The two countries have been at odds for years over whether Mexican fishing harms dolphins. Last year, Mexico threatened to plead its case before international trade bodies if Washington did not lift what it called a "de facto embargo" on its tuna.
Environmentalists have decried previous U.S. attempts to relax the dolphin-safe standards for tuna.

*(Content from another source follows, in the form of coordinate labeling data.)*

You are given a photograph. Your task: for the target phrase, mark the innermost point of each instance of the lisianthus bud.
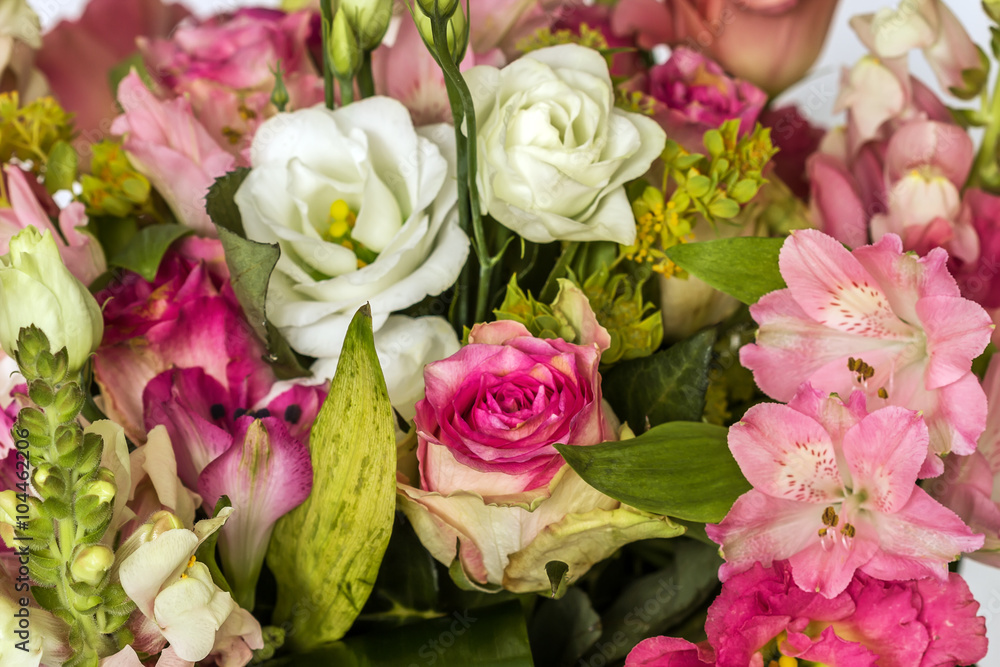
(91, 564)
(37, 288)
(370, 20)
(443, 8)
(458, 34)
(345, 53)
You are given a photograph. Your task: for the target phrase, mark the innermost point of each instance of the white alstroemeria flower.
(175, 591)
(363, 207)
(554, 151)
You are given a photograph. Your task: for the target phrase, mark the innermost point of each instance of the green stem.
(439, 29)
(460, 300)
(328, 77)
(366, 81)
(346, 91)
(987, 172)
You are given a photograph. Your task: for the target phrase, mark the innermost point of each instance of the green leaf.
(489, 637)
(653, 604)
(562, 630)
(60, 167)
(325, 554)
(250, 266)
(667, 386)
(557, 572)
(206, 552)
(146, 248)
(680, 469)
(745, 267)
(220, 201)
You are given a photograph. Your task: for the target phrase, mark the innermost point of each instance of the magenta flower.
(255, 453)
(762, 615)
(694, 95)
(834, 492)
(188, 318)
(900, 318)
(223, 66)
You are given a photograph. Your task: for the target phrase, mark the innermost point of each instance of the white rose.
(363, 207)
(554, 151)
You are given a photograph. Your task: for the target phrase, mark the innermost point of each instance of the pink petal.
(832, 287)
(760, 528)
(884, 453)
(785, 454)
(835, 202)
(958, 635)
(828, 565)
(919, 540)
(266, 473)
(958, 330)
(669, 652)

They argue that encircling dolphins in large tuna nets kills too many of the marine mammals, and say Washington is ignoring the results of its own studies and caving under Mexican pressure.

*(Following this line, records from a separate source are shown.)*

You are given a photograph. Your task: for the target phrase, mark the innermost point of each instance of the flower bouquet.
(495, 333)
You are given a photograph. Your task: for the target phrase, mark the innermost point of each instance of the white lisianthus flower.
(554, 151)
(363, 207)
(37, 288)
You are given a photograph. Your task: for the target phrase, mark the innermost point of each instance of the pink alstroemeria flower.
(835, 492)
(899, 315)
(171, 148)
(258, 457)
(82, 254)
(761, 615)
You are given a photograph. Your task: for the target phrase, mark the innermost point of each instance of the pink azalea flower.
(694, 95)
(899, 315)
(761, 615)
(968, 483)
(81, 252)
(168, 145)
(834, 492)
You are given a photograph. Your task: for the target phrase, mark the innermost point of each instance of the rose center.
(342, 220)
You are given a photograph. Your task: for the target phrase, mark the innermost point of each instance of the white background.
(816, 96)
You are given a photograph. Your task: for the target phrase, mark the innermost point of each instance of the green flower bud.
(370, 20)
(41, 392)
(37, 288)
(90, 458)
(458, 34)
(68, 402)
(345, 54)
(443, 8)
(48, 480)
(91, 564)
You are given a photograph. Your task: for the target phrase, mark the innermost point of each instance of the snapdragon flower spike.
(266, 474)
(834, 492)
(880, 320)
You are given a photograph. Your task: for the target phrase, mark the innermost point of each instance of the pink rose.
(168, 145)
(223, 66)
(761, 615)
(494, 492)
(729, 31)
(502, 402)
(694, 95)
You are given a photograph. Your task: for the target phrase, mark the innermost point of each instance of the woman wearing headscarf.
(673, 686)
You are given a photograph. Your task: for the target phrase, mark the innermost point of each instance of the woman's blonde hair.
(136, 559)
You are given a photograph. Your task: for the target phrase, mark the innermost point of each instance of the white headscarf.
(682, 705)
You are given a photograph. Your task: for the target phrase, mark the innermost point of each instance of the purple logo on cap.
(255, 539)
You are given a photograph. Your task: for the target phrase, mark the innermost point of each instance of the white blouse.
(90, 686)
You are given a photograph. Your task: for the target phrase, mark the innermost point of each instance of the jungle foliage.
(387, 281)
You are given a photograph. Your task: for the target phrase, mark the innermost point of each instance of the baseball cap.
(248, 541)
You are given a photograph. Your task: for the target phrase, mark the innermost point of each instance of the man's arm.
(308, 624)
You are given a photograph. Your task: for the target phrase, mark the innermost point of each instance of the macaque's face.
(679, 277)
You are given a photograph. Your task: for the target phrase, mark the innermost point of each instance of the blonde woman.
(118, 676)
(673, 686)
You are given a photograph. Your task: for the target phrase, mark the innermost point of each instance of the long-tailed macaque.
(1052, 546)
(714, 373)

The Earth Island Institute condemned the decision in a statement posted on its Web site on Tuesday.
"The Bush administration is selling out dolphins in order to reward Mexican tuna millionaires," David Phillips, director of the environmental group's International Marine Mammal Project, said in the statement. "If the secretary's decision is left intact, 20,000-40,000 dolphins each year will be sacrificed and falsely labeled Mexican tuna will be on the U.S. market as 'dolphin safe.' We cannot allow that to occur."
NEW FINDING
On Tuesday, the U.S. Commerce Department's National Marine Fisheries Service announced a new finding that encircling dolphins had no significant adverse impact on dolphin populations in the Eastern Tropical Pacific Ocean, where the Mexican tuna fleet fishes.
The Commerce Department said the practice had killed huge numbers of dolphins at first, but dolphin deaths had decreased significantly as the fishing technique was refined.
When the United States set up the dolphin-safe tuna label in 1991, it banned any tuna caught using nets set on dolphins.
"With today's decision, the criteria are changed so that tuna harvested ... by ... vessels (using large nets) can be labeled dolphin-safe, even if dolphins are encircled, so long as no dolphins are killed or seriously injured," the Commerce Department statement said. A State Department spokesman, had no immediate comment on Wednesday. A Commerce spokesman could not be reached.
Mexico has long said its fleet complies with international accords on dolphin protection.
In 2000, the U.S. Commerce Department moved to ease certification of dolphin-safe tuna, which would have allowed Mexican tuna to be labeled dolphin-safe, but that was overturned in 2001 by a San Francisco federal appeals court.
Phillips said his group will file a legal challenge to the latest action, saying the decision is "clearly illegal."